Nickel transport and homeostatic mechanisms have been studied in a variety of microorganisms (reviewed by Watt and Ludden, 1999). Non-specific nickel influx occurs via the CorA system in bacteria and Saccharomyces cerevisiae (reviewed by Nies, 1999). High-affinity nickel transport in bacteria occurs via ABC-type transporters and HoxN-type permeases (reviewed by Eitinger and Mandrand-Berthelot, 2000). Nickel resistance in some bacteria is based on nickel efflux via RND-type transporters (Liesegang et al, 1993; Schmidt and Schlegel, 1994) and evidence suggests that excess nickel in Staphylococcus aureus is bound by polyphosphate (Gonzalez and Jensen, 1998). Nickel urease function is essential for the colonization of gastric mucosa by Helicobacter pylori, and this organism has all of the known bacterial nickel transport systems (reviewed by Nies, 1999). In fungi, nickel uptake can occur via magnesium transport systems, and nickel detoxification is achieved by sequestration of nickel (possibly complexed with histidine) in the vacuole (reviewed by Joho et al, 1995).
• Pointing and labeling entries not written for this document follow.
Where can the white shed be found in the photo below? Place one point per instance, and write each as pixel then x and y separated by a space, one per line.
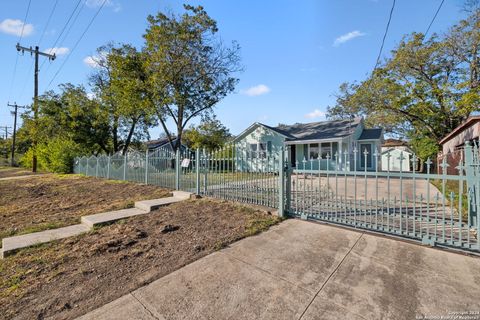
pixel 391 158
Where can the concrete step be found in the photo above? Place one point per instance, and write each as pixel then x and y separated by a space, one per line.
pixel 12 244
pixel 106 217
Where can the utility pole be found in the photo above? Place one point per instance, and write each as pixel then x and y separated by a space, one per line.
pixel 6 137
pixel 37 53
pixel 12 163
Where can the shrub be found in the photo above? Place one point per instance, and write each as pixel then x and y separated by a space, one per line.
pixel 56 155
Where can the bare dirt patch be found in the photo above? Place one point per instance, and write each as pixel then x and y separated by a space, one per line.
pixel 53 201
pixel 68 278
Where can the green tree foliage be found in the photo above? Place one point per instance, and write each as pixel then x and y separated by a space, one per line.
pixel 190 69
pixel 424 90
pixel 210 134
pixel 55 155
pixel 121 88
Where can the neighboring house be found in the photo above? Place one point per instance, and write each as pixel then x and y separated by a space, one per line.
pixel 452 144
pixel 339 143
pixel 392 152
pixel 162 142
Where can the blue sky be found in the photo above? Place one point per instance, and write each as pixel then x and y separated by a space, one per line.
pixel 295 53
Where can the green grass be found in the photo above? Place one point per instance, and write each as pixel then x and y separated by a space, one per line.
pixel 453 186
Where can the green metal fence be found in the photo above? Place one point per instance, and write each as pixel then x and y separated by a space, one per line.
pixel 221 173
pixel 436 209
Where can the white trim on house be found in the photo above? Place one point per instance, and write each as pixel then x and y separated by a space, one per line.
pixel 253 127
pixel 314 141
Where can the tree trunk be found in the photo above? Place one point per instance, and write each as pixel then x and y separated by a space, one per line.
pixel 129 137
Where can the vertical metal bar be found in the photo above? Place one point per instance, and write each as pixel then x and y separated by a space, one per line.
pixel 365 153
pixel 125 167
pixel 376 187
pixel 444 181
pixel 355 151
pixel 96 168
pixel 388 189
pixel 108 167
pixel 460 202
pixel 177 169
pixel 197 171
pixel 451 216
pixel 414 165
pixel 401 191
pixel 146 166
pixel 281 185
pixel 288 182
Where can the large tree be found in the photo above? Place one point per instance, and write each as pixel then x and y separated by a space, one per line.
pixel 190 69
pixel 424 90
pixel 120 87
pixel 210 134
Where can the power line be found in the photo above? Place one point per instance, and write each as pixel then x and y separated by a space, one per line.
pixel 64 27
pixel 434 17
pixel 16 57
pixel 67 33
pixel 39 42
pixel 78 41
pixel 384 36
pixel 48 22
pixel 25 20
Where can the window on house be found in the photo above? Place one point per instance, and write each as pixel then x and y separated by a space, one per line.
pixel 313 153
pixel 335 150
pixel 326 149
pixel 252 150
pixel 262 147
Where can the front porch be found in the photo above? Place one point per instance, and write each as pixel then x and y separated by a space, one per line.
pixel 340 155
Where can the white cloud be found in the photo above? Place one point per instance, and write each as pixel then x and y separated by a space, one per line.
pixel 58 51
pixel 12 26
pixel 257 90
pixel 347 37
pixel 108 3
pixel 315 114
pixel 91 61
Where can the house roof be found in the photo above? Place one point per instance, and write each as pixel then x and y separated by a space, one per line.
pixel 395 143
pixel 152 144
pixel 319 130
pixel 371 134
pixel 468 123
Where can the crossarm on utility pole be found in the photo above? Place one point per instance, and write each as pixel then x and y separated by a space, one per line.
pixel 37 53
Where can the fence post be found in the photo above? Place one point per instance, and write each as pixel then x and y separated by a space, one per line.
pixel 96 169
pixel 177 169
pixel 146 166
pixel 108 167
pixel 471 188
pixel 197 170
pixel 281 186
pixel 125 167
pixel 205 170
pixel 288 180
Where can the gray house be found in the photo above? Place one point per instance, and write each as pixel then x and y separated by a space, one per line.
pixel 340 144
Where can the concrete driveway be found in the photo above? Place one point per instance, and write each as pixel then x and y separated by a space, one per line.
pixel 303 270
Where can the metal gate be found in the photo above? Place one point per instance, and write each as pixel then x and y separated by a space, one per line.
pixel 437 209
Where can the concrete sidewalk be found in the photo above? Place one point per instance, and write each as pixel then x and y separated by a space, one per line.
pixel 303 270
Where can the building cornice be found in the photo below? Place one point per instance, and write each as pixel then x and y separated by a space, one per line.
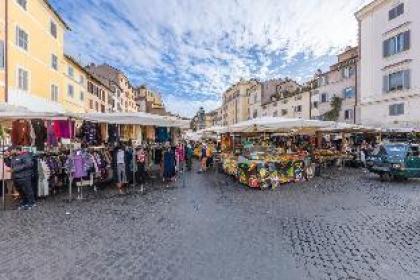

Nickel toxicity is of some environmental concern (ToxFAQs: Nickel). Bioreduction of nickel has not been documented, but microorganisms can immobilize soluble nickel by bioaccumulation and bioprecipitation. Magyarosy et al (2002) reported that a strain of Aspergillus niger selectively removed nickel from solution in the presence of other metals, which resulted in the precipitation of nickel oxalate crystals on the cell wall. Sar et al (2001) found that Pseudomonas aeruginosa accumulated nickel in the cell envelope as nickel phosphide and nickel carbide crystals. Escherichia coli expressing a cloned Citrobacter sp. alkaline phosphatase immobilized nickel in a complex with hydrogen uranyl phosphate (Basnakova et al, 1998). Mogollon et al (1998) evaluated the biosorptive capabilities of fungal biomass from several genera.